Bir devletin merkezini tayin için esas olacak mülahazat, yeni Türkiye’nin makarr-ı idaresi Anadolu’da ve Ankara şehrinde intihab edilmek lüzumunu âmirdir. Mülahaza-i mezkure muahedename ile Boğazlar için kabul edilen ahkam, yeni Türkiye’nin esas-ı mevcudiyeti memleketin menabi-i kuvvet ve inkişafını Anadolu’nun merkezinde tesis etmek lüzumunu, vaziyet-i coğrafiyye ve sevk-ül ceyşiyyenin müsaadesi, dahili ve harici emniyet ve istidadı hususunda mesbuk olan tecarüb ile hülasa olunabilir.

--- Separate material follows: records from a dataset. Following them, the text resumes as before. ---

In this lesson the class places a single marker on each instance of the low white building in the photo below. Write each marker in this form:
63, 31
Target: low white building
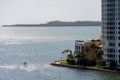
79, 46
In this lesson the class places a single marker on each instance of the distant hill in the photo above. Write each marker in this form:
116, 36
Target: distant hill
61, 23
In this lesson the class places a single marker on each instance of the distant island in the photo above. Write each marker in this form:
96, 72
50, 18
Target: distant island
59, 23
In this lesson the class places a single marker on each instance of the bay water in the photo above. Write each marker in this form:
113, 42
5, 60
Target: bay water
40, 46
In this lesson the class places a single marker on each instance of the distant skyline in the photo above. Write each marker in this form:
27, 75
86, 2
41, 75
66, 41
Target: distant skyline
42, 11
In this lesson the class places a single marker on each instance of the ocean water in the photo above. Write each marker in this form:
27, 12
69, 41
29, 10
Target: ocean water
39, 46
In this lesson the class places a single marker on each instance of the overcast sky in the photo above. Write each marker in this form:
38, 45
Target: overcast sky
41, 11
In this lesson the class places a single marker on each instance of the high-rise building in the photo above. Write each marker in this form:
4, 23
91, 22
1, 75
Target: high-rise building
111, 30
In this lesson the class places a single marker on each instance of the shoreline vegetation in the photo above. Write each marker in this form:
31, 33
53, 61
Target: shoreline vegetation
90, 58
58, 23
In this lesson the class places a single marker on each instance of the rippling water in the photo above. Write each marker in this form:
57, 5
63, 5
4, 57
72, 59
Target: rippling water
39, 46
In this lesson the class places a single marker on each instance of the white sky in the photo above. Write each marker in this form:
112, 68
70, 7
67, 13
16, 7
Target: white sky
41, 11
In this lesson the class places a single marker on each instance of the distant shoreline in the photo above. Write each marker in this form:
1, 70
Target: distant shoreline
58, 24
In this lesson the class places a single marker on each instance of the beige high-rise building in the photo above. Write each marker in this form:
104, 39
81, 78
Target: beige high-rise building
111, 30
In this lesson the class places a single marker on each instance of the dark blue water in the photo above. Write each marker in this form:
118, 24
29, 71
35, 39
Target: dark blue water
39, 46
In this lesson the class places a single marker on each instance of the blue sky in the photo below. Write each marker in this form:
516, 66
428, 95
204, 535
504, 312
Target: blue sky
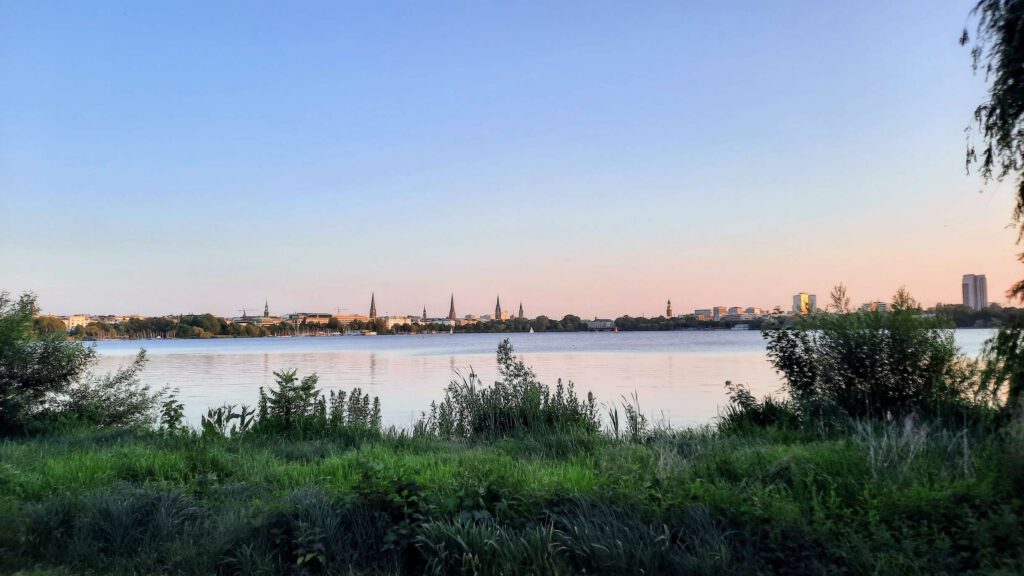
584, 157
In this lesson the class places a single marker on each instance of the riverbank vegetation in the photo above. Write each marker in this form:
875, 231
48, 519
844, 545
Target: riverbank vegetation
885, 454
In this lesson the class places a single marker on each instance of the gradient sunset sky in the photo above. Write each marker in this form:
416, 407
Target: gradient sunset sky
594, 158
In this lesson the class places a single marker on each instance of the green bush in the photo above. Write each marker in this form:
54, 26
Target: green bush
745, 413
875, 365
44, 378
298, 406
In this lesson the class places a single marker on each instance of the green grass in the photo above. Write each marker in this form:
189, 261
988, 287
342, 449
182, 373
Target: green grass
881, 499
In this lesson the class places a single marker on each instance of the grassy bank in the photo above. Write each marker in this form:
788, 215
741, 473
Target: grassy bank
895, 498
888, 454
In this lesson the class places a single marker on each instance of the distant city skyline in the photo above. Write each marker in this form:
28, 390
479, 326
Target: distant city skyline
974, 294
584, 159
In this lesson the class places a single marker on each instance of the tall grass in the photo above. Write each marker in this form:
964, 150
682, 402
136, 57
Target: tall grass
515, 404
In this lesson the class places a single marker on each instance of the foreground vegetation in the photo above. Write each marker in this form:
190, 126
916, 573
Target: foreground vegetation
888, 454
893, 498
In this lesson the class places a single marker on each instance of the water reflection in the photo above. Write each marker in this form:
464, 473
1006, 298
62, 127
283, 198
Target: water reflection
677, 375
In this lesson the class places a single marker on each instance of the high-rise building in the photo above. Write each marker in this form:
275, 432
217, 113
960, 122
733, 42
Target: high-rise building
975, 289
805, 303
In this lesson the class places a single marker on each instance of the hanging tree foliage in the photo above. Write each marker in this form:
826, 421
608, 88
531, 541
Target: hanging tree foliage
995, 137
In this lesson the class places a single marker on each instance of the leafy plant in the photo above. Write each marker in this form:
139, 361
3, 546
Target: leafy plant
873, 364
516, 403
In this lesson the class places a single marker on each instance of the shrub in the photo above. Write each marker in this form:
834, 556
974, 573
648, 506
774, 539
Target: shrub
514, 404
118, 399
297, 405
44, 378
744, 412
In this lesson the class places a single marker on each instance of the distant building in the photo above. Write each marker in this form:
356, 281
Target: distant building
392, 321
805, 303
600, 325
875, 306
975, 288
317, 318
78, 320
346, 319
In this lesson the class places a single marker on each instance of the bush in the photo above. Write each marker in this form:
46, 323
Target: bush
514, 404
298, 406
744, 412
872, 364
44, 378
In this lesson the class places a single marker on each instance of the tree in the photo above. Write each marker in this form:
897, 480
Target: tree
998, 50
45, 376
840, 301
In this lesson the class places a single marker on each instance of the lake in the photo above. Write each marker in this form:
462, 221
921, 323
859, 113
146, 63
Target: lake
678, 376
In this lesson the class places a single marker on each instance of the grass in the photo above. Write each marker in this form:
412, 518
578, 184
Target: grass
887, 498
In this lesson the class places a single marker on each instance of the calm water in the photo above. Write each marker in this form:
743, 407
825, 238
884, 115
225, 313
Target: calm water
678, 375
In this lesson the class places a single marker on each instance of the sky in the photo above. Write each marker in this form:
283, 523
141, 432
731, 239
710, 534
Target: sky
589, 158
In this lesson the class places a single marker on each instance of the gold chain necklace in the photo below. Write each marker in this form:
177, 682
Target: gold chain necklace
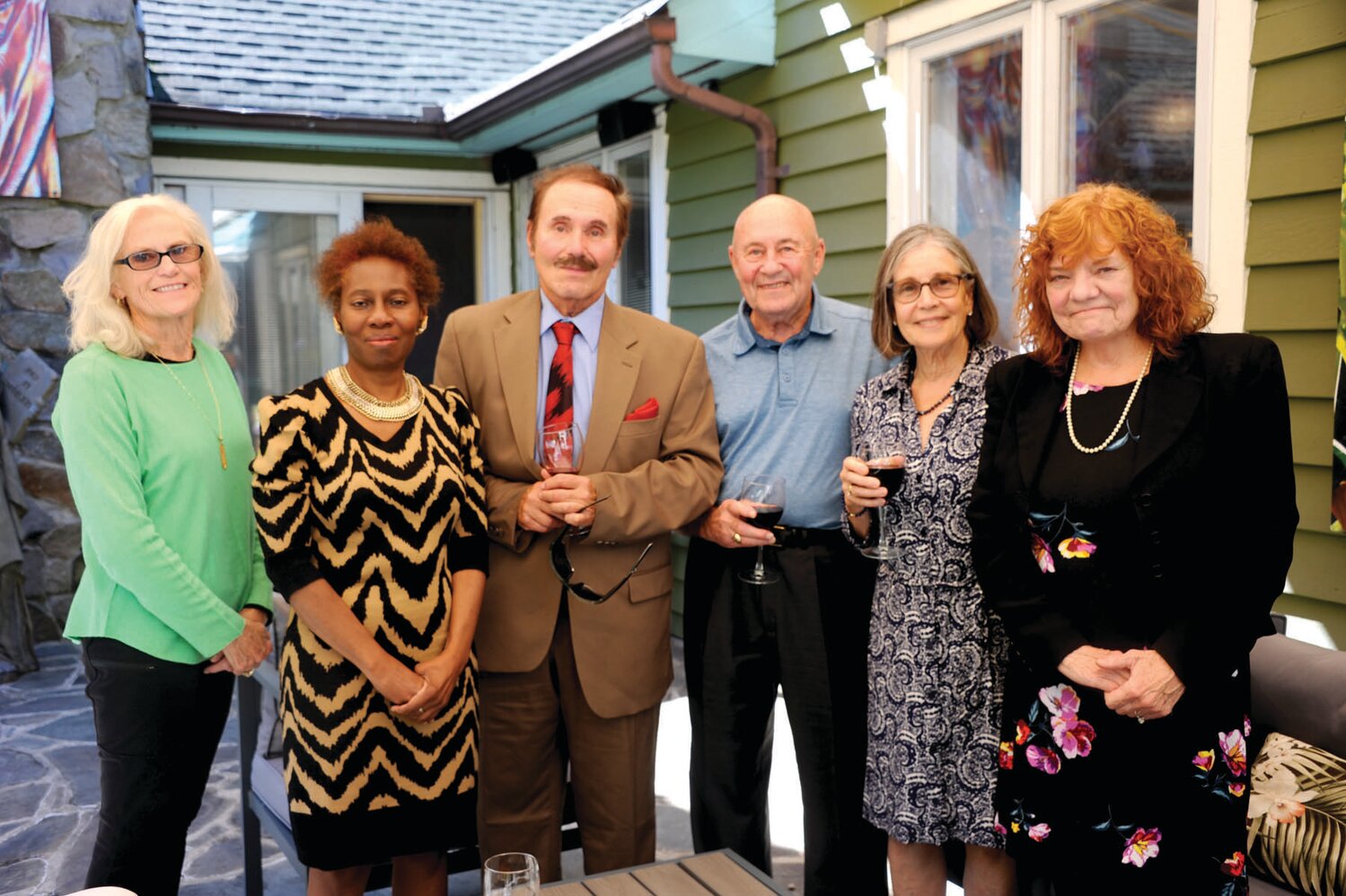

Bu mülahazatın her biri başlı başına bir ehemmiyet-i katıayı haizdir.
Devletin makarr-ı idaresinin yeni bir şekilde tesis ve inkişafına bir an evvel başlamak ve dahili ve harici tereddütlere nihayet vermek için âtideki madde-i kanuniyyenin kabulünü arz ve teklif ederiz.
9 Teşrinievvel 39 (1923)
Madde-i kanuniyye – Türkiye Devleti’nin makarr-ı idaresi Ankara şehridir.